A reporter stands next to a wooden house hosting a restaurant after it collapsed due to strong winds generated by typhoon Neoguri, in Matsugawa district of Naha city, on the island of Okinawa, southern Japan, yesterday.

TOKYO: Typhoon Neoguri lashed Japan’s southern Okinawa islands yesterday, reportedly leaving two dead and forcing hundreds to seek shelter as the region’s worst storm in years damaged buildings, downed trees and brought air and sea traffic to a halt.
The typhoon packed gusts of up to 216 kilometres per hour with torrential downpours, forcing the cancellation of hundreds of flights.
In the capital Naha, traffic lights went off and television footage showed trees split by the force of the storm, signboards flying around and a restaurant destroyed, with the shattered building blocking a street.
The coastguard and local police said a 62-year-old man was found dead after he was knocked off his boat in rough waters near Japan’s mainland, while public broadcaster NHK said an 81-year-old fisherman died in southwestern Kumamoto prefecture.
Separately, Okinawa police said at least four people were injured, with NHK putting the number of injured at 25.
Schools across the sprawling archipelago were also closed while nearly 70,000 Okinawan households had no power, NHK said.
“We have no water or electricity, but the gas is still on,” said Takuro Ogawa, who lives in Chatan, a town in central Okinawa.
Late on Monday, the Japan Meteorological Agency issued its highest typhoon alert for Okinawa’s main island, home to around 1.2 million people, as well as the outlying Miyako islands. The alerts for the Miyako region were downgraded last evening.
Authorities had warned there was a risk to life, as well as major property damage from the typhoon and subsequent flooding and landslides.
Officials called on 590,000 people across Okinawa to take shelter in their homes or evacuate to community centres and town halls.
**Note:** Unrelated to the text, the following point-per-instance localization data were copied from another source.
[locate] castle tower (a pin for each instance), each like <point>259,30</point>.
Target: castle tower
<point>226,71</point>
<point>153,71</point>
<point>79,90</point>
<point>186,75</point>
More than 700 people have taken refuge in shelters, Jiji Press agency reported, as the powerful storm barrels toward the Japanese mainland.
The World Meteorological Organisation said Neoguri was “expected to remain at strong intensity for the next three days at least,” spokeswoman Clare Nullis told a UN briefing in Geneva.
The Kadena Air Force Base, the biggest US Air Force base in the Pacific, which is located on Okinawa’s main island, evacuated some of its aircraft as the storm approached.
The typhoon, which has been downgraded from super typhoon status, was in the East China Sea as of 1150 GMT. It was moving north at about 30 kilometres per hour, the weather agency said.
The storm could reach the southern main island of Kyushu late today or early tomorrow, with the weather agency warning that the amount of rainfall by tomorrow could reach as much as 400 millimetres, posing a serious risk of landslides and flooding.
Kyushu — next to the main island of Honshu, where major cities including Tokyo and Osaka are located — was already experiencing heavy rain.
Japan, a wealthy nation with strict building codes, has a strong track record of coming through major storms comparatively unscathed in the last few decades compared to its poorer neighbours.